Your open call in the while loop failed, but you implicitly told perl not to tell that it failed. Add proper error handing on the open call to find out why it failed.

Also, you should be using a lexical vars for filehandles instead of the barewords. You should also be using the 3 arg form of open and the die statement should include the filename.


dilbert
User

May 25, 2013, 4:54 AM

Post #3 of 15 (905 views)
Re: [FishMonger] storing the output of a www::mechanize script [In reply to] Can't Post

hello dear FishMonger

many thanks for the reply - great to hear from you!



In Reply To
Your open call in the while loop failed, but you implicitly told perl not to tell that it failed. Add proper error handing on the open call to find out why it failed.

Also, you should be using a lexical vars for filehandles instead of the barewords. You should also be using the 3 arg form of open and the die statement should include the filename.




update;

hmm in the folder images which is located here




Code
$path = "~/perl/images";





Code
#!/usr/bin/perl 

use strict;
use warnings;
use WWW::Mechanize::Firefox;

my $mech = new WWW::Mechanize::Firefox();

my $path = "~/perl/images";

open(INPUT, "<urls.txt") or die $!;

while (<INPUT>) {
chomp;
print "$_\n";
$mech->get($_);
my $png = $mech->content_as_png();
my $name = "$_";
$name =~s/^www\.//;
$name .= ".png";
open(OUTPUT, ">$path/$name");
print OUTPUT $png;
sleep (5);
}



unfortunatley it ended up with no stored image the folder images
note; the perlscript called mech20.pl resides in the folder



Code
perl/


the folder called "images" resides in the same folder where the script "mech20.pl" is located



Code
 
perl/images


to sum up what happened - the script runs
but it does not store any thing!?



Code
 
martin@linux-70ce:~/perl> perl mech20.pl

print() on closed filehandle OUTPUT at mech20.pl line 24, <INPUT> line 1.

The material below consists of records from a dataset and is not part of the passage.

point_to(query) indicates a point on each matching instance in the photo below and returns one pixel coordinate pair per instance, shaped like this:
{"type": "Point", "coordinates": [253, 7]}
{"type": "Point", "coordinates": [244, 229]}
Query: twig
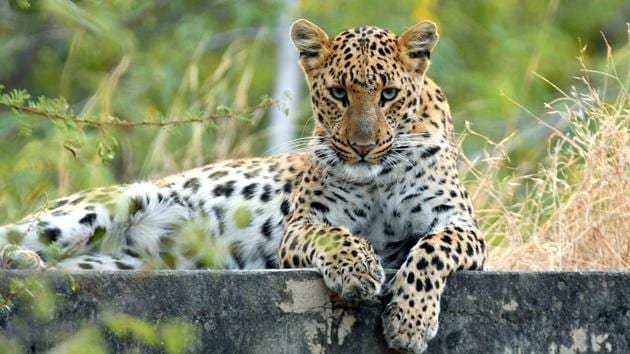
{"type": "Point", "coordinates": [121, 123]}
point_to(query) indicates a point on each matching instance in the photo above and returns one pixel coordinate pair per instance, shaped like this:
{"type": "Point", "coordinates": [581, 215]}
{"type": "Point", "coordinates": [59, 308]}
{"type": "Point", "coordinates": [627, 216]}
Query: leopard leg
{"type": "Point", "coordinates": [347, 263]}
{"type": "Point", "coordinates": [410, 320]}
{"type": "Point", "coordinates": [119, 220]}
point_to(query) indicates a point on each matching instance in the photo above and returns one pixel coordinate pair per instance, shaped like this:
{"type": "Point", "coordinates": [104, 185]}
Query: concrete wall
{"type": "Point", "coordinates": [292, 312]}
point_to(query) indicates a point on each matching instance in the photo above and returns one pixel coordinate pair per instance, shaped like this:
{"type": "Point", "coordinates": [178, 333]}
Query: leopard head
{"type": "Point", "coordinates": [364, 84]}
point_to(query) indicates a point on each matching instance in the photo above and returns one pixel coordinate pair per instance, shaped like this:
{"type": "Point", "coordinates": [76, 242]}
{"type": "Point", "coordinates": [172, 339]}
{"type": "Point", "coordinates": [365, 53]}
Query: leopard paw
{"type": "Point", "coordinates": [354, 274]}
{"type": "Point", "coordinates": [409, 322]}
{"type": "Point", "coordinates": [17, 257]}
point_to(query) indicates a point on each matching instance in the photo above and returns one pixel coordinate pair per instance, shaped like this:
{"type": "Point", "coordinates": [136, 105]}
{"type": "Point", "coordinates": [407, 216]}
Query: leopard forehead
{"type": "Point", "coordinates": [364, 58]}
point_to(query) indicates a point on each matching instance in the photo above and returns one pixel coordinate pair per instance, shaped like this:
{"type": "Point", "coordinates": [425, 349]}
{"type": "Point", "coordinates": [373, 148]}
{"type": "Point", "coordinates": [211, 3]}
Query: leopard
{"type": "Point", "coordinates": [377, 187]}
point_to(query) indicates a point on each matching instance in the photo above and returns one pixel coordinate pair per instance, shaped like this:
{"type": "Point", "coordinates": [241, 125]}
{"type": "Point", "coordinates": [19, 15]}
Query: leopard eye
{"type": "Point", "coordinates": [338, 93]}
{"type": "Point", "coordinates": [389, 94]}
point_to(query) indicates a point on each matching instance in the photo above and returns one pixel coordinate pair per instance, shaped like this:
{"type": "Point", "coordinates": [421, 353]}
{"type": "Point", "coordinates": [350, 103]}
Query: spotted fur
{"type": "Point", "coordinates": [377, 187]}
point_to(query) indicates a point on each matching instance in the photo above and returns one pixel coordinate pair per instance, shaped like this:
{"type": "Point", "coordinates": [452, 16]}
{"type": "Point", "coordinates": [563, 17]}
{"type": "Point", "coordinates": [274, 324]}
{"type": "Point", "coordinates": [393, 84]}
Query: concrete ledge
{"type": "Point", "coordinates": [292, 312]}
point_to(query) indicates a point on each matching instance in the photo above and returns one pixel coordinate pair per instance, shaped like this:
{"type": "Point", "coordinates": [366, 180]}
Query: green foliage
{"type": "Point", "coordinates": [98, 90]}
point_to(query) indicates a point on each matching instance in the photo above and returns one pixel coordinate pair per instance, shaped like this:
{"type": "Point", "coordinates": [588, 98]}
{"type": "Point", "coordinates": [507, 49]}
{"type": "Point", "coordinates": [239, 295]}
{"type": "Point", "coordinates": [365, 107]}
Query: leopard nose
{"type": "Point", "coordinates": [363, 150]}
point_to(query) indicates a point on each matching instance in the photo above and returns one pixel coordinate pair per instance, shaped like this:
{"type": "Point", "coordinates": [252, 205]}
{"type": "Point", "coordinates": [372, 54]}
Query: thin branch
{"type": "Point", "coordinates": [122, 123]}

print() on closed filehandle OUTPUT at mech20.pl line 24, <INPUT> line 2.

print() on closed filehandle OUTPUT at mech20.pl line 24, <INPUT> line 3.
http://www.google.com
print() on closed filehandle OUTPUT at mech20.pl line 24, <INPUT> line 4.
http://www.yahoo.com
print() on closed filehandle OUTPUT at mech20.pl line 24, <INPUT> line 5.
http://www.cnn.com
print() on closed filehandle OUTPUT at mech20.pl line 24, <INPUT> line 6.
http://www.bing.com
print() on closed filehandle OUTPUT at mech20.pl line 24, <INPUT> line 7.
http://www.nbcnews.co
print() on closed filehandle OUTPUT at mech20.pl line 24, <INPUT> line 8.
http://www.msnbc.com
print() on closed filehandle OUTPUT at mech20.pl line 24, <INPUT> line 9.
http://news.bbc.co.uk
print() on closed filehandle OUTPUT at mech20.pl line 24, <INPUT> line 10.
martin@linux-70ce:~/perl>



do you have any idea!?

love to hear from you

many greetings


Laurent_R
Veteran / Moderator

May 25, 2013, 6:39 AM

Post #4 of 15 (903 views)
Re: [dilbert] storing the output of a www::mechanize script [In reply to] Can't Post

You don't succeed to open your output, no wonder it does not work. The path if probably wrong.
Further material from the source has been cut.